Saturday, January 8, 2011

Does your Barber (or Hair Stylist) Have a Ph.D.?

And if not, why not? There must be a Ph.D. available to do it out there somewhere:

Glenn Reynolds (Instapundit) has had a theme going for several months on the "Education Bubble".  Given low cost student loans, colleges everywhere, public and private, have swelled their staffs to capture the loose money.  Using easy student loans to pay for this education has had much the same effect as "liar" loans had on the real estate market; the price of the product has sky rocketed as people used someone else's money (at least it seems that way at the time) to bid up the price.


Of course, the downside of student loans is that some day you either graduate, or quit school, and don't have house to show for it. But the loans live on. And, increasingly, graduates often find it difficult to get a job in the field they studied for:
Looking at BLS data for 2008, over 10,500 persons with Ph.D. or professional degrees were employed as “cashiers” (excluding gaming); over 27,400 were retail salespersons; and well over 4,700 were hairdressers, hairstylists, or cosmetologists. My sidekick Chris Matgouranis found 10 occupations like these: the ones listed above plus waiters and waitresses, landscaping workers, amusement and recreation attendants, receptionists and information clerks, secretaries (except legal, medical, and executive), truck drivers (heavy and tractor-trailer) and electricians. Collectively, these occupations had well over 74,000 with doctorates or such professional degrees as a J.D.
This is nothing new. The skills to be a student are often quite different from those required in the profession. As a scientist, I would have done better to take a few accounting and management classes, rather than some of the "core courses" in my major. A significant number of people have always "failed to thrive" upongraduation and end up doing something else and others take a lateral arabesque into another field later in their careers.  That is how the economy actually serves better than the education system; people move into areas where competition is less intense, and the prospects for success greater.  As a grad student, a post-doc I worked for went back to school to become a medical doctor.  As a Senior Scientist, another colleague quit to become a cabinet maker.
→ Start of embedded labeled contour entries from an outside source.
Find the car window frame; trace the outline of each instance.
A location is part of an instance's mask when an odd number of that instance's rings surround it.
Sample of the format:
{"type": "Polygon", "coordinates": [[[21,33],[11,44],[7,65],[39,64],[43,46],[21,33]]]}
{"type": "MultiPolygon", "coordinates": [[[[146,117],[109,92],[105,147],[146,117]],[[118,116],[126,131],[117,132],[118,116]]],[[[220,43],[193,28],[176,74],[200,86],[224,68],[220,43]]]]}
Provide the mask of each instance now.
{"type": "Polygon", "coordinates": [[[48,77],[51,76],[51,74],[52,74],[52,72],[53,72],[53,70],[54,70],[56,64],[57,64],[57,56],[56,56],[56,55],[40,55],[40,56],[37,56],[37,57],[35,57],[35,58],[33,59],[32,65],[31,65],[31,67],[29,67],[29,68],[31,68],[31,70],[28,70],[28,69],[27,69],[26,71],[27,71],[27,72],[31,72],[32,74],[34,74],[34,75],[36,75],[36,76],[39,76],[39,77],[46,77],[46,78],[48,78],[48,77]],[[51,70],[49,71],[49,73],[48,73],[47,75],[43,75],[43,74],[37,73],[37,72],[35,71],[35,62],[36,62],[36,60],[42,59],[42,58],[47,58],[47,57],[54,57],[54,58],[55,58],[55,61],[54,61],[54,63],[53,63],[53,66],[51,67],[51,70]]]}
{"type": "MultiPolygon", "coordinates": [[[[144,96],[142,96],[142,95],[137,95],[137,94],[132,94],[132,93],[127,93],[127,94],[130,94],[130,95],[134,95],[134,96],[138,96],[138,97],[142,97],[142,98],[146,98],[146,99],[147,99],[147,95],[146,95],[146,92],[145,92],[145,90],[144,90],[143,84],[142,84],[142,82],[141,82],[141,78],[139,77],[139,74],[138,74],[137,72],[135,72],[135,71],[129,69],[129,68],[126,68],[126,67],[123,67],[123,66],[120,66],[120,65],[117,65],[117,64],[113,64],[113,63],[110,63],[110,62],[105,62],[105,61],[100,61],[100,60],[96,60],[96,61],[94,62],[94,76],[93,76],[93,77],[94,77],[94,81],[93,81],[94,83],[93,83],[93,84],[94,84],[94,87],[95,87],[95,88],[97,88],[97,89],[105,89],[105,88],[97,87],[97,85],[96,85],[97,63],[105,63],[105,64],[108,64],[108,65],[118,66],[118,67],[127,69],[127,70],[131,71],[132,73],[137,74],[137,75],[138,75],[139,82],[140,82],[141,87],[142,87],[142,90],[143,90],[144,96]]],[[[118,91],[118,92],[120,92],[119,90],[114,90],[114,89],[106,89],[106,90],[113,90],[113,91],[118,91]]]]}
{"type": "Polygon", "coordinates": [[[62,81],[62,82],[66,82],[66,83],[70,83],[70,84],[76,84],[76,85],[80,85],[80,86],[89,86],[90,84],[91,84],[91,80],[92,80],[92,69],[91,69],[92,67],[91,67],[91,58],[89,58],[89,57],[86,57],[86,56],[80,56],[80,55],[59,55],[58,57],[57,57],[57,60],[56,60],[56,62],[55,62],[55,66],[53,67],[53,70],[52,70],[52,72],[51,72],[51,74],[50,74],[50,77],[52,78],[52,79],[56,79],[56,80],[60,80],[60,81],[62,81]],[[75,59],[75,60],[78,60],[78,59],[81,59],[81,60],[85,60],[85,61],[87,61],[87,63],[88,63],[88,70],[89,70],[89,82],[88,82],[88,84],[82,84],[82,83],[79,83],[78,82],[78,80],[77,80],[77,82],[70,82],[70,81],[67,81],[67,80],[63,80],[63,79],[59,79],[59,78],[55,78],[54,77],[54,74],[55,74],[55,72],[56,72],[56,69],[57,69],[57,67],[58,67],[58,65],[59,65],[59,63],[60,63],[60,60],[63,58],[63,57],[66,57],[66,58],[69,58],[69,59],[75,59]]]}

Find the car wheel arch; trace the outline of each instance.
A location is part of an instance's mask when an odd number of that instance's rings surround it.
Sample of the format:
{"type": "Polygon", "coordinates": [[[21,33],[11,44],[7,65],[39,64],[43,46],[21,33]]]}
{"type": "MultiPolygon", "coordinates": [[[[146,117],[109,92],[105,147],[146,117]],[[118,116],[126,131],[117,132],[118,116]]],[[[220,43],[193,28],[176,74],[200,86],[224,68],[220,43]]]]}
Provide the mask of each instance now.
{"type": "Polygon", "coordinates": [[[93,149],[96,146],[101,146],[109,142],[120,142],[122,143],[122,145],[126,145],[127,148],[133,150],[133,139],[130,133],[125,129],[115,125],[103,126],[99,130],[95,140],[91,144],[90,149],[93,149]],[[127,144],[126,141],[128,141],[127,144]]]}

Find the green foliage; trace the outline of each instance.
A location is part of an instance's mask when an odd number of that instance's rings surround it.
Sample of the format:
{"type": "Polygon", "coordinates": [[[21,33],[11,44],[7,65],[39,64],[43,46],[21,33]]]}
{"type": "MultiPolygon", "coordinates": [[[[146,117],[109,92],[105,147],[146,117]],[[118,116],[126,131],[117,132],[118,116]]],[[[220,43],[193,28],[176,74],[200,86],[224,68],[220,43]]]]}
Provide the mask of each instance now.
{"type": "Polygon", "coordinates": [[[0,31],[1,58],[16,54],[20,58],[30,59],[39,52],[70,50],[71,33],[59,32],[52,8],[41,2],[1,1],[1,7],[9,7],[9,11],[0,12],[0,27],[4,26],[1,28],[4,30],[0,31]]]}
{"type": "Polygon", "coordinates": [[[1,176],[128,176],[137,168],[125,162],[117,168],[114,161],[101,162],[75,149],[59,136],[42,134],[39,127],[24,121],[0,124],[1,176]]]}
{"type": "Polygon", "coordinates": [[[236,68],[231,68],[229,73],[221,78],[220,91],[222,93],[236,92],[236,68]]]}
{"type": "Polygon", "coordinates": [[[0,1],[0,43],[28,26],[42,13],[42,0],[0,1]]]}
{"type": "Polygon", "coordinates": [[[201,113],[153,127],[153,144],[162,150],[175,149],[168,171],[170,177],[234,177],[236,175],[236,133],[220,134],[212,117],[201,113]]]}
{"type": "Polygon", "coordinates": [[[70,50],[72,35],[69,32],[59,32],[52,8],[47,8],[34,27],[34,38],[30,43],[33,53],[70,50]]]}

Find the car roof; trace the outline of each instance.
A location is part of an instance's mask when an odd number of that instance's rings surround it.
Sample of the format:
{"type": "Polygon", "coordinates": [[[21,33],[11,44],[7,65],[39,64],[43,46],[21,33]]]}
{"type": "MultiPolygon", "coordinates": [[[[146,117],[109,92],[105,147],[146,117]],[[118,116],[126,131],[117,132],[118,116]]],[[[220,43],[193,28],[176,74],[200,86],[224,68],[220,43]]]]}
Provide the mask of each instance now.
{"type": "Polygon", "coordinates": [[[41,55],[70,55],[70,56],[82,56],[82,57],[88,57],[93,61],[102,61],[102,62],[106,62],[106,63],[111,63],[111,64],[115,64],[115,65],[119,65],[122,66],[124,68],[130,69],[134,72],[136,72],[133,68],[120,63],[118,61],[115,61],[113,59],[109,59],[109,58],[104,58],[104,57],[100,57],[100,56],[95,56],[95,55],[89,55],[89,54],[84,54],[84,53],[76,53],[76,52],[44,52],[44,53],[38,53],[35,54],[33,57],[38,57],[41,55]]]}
A close friend of my sons, a boy (now a man) who was smart as shit, and just a hair stubborn, went to college at the local "hippie college", Saint Johns, where they only have one major "Liberal Art", which they study by reading "The Great Books".  Now, he read a lot of great books, but when he finished he had $85,000 in student loans, and no immediate job prospects.  So, he went abroad for an advanced degree in Marine Biology.  At present, he and a partner are starting an oyster hatchery in a marsh in South Carolina.  I feel a little guilty I didn't talk him out of it.  Maybe the internship he had in my lab in high school ruined him...

1 comment:

  1. Reminds me of something I read it one of fishing writer John Gierach's books. His academic background had been in philosophy, and after college he drifted to the open areas of the American West in pursuit of trout but with little vocational planning. In the late 60's and 70's apparently a number of other educated young men with outdoors interests went there also.

    Gierach passes on the story of one such young man who applied for work in one of the few jobs available: construction laborer. He proudly announced to the hiring construction supervisor that he had a Masters Degree. "Sorry," the boss responded, "We're only accepting those with a PhD."